Year 2000 marked an orthodox peak in the U.S. stock market, and that is more evident in inflation-adjusted terms. That peak was likely the 3rd wave of Grand Supercycle degree. The successive price action until now has been part of the 4th wave correction, which so far consists of developed waves A and B and is pending wave C.
The bearish triangle, being wave B, originates at the low of the year 2009, the end of wave A.
The all-time high of 2137.1 in May 2015 represents the high point (component wave (A)) of triangle wave B.
Since May, wave B began contracting after the August decline to 1833.5 and the pattern is nearing completion. The focal point of the contraction is being reached now. The typical contracting pattern repeats itself within an increasingly narrowing range until such a point that the standing wave disintegrates and is followed by a powerful downward thrust in the form of a wave "C".

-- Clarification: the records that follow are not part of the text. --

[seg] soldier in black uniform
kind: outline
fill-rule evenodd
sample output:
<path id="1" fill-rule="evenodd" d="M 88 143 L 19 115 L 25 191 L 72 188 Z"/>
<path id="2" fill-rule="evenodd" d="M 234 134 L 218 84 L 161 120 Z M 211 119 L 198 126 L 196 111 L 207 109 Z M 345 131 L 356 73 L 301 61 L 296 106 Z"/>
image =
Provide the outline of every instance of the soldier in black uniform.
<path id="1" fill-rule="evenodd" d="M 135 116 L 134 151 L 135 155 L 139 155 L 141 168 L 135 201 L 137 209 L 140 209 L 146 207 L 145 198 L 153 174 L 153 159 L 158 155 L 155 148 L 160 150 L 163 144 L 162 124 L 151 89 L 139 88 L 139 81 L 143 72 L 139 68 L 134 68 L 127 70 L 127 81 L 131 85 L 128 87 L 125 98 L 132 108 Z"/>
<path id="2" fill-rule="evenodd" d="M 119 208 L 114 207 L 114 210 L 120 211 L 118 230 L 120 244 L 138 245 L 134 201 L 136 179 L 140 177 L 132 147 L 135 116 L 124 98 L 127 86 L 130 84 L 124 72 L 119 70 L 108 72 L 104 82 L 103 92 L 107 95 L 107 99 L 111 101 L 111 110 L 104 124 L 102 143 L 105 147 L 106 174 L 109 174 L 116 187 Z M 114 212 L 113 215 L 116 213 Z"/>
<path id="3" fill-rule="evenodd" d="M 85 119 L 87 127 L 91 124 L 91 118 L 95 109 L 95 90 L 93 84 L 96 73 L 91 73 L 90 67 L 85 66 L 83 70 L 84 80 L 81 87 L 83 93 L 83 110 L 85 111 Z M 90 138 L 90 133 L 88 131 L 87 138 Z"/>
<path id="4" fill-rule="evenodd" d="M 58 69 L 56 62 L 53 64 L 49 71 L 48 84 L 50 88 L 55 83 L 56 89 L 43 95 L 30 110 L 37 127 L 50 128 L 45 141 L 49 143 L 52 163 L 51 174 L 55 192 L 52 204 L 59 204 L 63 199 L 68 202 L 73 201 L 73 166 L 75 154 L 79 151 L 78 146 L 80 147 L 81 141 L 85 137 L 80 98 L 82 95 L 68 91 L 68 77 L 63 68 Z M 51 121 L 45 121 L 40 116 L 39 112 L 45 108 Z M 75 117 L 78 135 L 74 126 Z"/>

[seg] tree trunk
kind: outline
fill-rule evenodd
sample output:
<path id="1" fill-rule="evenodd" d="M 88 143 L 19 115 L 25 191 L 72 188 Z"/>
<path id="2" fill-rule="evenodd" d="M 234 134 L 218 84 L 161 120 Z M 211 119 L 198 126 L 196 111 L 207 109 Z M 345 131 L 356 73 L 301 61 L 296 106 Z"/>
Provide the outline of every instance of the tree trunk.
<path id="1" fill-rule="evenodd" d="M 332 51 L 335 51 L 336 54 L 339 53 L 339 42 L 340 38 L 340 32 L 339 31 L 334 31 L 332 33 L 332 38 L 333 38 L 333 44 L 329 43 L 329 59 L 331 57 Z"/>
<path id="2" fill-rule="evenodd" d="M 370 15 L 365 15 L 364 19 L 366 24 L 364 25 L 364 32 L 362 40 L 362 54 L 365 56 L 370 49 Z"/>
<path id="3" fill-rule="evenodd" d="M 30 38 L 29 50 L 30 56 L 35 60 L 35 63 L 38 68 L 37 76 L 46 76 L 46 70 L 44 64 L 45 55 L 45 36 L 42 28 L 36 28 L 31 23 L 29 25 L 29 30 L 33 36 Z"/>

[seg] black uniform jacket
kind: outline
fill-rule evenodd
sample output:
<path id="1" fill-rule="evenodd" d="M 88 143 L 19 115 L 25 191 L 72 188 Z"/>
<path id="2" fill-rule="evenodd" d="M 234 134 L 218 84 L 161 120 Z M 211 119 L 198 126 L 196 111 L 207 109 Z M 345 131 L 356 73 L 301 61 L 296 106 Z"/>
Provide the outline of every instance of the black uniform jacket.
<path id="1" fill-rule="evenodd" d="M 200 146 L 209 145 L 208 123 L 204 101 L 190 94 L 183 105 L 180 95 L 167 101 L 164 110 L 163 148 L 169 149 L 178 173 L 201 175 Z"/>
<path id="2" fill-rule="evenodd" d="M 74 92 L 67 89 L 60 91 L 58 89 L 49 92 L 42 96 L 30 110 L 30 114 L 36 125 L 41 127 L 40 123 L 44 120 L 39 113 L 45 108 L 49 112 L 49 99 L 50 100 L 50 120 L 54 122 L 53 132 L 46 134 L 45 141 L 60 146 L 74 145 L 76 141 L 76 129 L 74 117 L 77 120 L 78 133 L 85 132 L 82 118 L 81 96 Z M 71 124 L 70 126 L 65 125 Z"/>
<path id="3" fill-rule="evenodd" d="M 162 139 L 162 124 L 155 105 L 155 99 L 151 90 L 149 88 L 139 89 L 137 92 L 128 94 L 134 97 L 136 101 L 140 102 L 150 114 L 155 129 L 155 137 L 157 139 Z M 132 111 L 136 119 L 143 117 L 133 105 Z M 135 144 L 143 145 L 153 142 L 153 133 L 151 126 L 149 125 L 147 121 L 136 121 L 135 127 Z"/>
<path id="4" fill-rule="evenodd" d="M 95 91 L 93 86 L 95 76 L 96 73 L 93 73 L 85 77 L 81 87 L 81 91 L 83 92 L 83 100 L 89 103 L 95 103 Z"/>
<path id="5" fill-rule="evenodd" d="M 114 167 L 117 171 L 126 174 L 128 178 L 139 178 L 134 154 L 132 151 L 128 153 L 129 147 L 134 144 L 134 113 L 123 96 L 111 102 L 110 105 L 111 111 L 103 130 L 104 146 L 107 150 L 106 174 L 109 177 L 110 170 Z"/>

The measurement of the full potential of the thrust is theoretically gauged at the origin of wave B at the low of the year 2009. However, based on the length of the measurement taken at that origin point, the depth of the implied downward thrust from present levels would actually annihilate the U.S. stock market, sending it deep into negative territory, which is not a practical outcome.
Nonetheless, other more recent lows in the market index also act as secondary origins for the triangle thrust, for example, the crash low of October 2014. A thrust measurement taken at that point, at least according to the heretofore developed structure of the triangle, still implies a minimum decline (counting from the all-time high, the top of wave B) into the range of 1175-1350.